SYNC: In the USB protocol, each USB data packet starts with a SYNC field, which is usually used to synchronize the sender and receiver for accurate data transmission. In low-speed or full-speed USB systems, the SYNC field contains 3 pairs of KJ sequences, followed by 2 Ks, which are used to form 8 bits of data. In high-speed USB systems, synchronization requires 15 pairs of KJ sequences, followed by 2 Ks, which are used to form 32 bits of data. The length of this field is 8 bits in low-speed and full-speed modes, and 32 bits in high-speed mode. Its purpose is to synchronize the clock (CLK) of the sender and receiver. The last 2 bits indicate the starting position of the PID field
PID: The packet identifier field in the USB protocol is mainly used to identify the type of data packet being transmitted, thereby identifying the data packet format. This field is 8 bits long, of which the upper 4 bits identify the data packet type, and the lower 4 bits are the bit-by-bit complement of the upper 4 bits
Address: The address field of the USB protocol indicates which device the data packet is mainly intended for. The 7-bit length only allows support for 127 devices. Address zero is invalid because any device that has not yet been assigned an address should respond to a data packet transmitted to the zero address.
Endpoint: The endpoint field in the USB protocol is 4 bits long, allowing additional flexibility in addressing.

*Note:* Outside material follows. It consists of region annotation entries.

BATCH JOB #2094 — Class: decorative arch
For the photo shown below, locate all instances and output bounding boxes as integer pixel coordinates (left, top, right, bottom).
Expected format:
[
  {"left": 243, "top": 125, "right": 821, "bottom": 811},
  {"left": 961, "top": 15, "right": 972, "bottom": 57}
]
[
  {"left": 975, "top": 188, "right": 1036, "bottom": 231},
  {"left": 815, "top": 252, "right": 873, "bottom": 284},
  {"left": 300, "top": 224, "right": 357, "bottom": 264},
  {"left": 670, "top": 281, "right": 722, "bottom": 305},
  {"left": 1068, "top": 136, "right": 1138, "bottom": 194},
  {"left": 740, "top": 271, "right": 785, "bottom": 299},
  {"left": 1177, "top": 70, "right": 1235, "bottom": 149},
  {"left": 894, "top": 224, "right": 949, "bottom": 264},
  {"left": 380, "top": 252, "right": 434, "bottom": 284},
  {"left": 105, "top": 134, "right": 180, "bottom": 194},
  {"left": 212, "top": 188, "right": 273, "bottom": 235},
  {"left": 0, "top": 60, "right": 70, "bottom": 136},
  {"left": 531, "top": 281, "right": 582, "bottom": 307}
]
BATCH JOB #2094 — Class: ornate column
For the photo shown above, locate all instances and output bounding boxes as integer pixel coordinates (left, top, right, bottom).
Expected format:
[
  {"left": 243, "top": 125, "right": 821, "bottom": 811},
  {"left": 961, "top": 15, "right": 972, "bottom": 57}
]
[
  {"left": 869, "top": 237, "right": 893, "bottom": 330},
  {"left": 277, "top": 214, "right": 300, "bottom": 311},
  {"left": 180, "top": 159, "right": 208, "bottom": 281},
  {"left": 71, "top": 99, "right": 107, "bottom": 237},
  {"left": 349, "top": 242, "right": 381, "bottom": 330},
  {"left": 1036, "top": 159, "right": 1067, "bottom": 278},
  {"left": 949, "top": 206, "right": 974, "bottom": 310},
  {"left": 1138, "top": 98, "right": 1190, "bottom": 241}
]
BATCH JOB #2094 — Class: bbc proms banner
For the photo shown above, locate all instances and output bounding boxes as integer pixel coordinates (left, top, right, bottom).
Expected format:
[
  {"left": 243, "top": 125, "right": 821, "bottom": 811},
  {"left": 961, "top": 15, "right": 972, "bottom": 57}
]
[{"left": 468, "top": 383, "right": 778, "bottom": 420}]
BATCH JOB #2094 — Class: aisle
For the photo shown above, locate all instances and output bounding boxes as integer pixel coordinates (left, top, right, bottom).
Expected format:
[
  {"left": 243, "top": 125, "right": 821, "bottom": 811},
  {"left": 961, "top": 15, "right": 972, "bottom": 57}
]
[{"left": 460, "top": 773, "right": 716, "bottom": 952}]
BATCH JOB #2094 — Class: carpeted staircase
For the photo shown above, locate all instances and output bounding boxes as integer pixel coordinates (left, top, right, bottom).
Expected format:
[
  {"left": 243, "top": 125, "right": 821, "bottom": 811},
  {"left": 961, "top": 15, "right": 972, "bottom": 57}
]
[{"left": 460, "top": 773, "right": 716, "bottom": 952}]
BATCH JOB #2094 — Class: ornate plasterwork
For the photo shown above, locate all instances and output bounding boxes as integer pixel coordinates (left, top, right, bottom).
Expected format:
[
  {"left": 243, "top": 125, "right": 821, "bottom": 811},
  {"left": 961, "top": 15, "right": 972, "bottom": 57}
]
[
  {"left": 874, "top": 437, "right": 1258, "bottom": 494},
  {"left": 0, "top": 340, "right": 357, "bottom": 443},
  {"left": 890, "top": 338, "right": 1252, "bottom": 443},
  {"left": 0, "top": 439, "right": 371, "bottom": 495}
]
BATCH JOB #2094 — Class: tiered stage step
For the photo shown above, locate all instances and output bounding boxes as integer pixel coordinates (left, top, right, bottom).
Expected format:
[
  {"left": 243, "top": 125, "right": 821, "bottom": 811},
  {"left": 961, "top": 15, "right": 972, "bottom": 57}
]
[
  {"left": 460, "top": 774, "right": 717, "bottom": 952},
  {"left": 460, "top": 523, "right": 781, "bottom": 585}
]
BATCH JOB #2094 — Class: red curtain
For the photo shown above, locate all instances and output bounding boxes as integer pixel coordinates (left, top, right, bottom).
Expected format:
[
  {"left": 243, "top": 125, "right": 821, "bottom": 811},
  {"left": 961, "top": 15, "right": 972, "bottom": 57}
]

Typically, these fields are divided into data input/output. Endpoint "0" is a special case called a control endpoint, and each device contains an endpoint 0.
Data: The length of the data field is not fixed, so its length ranges from 0 to 8192 bits and is always an integer number of bytes, followed by a cyclic redundancy check (CRC), which is performed on the data in the packet payload, where all token packets contain a 5-bit CRC and data packets contain a 16-bit CRC. CRC-5 is 5 bits long and is used by token packets as well as the beginning of frame packets. Each packet ends with an EOP (End of the Packet) field, which includes SE0 (single-ended zero) for 2 bit times, followed by J for 1 bit time.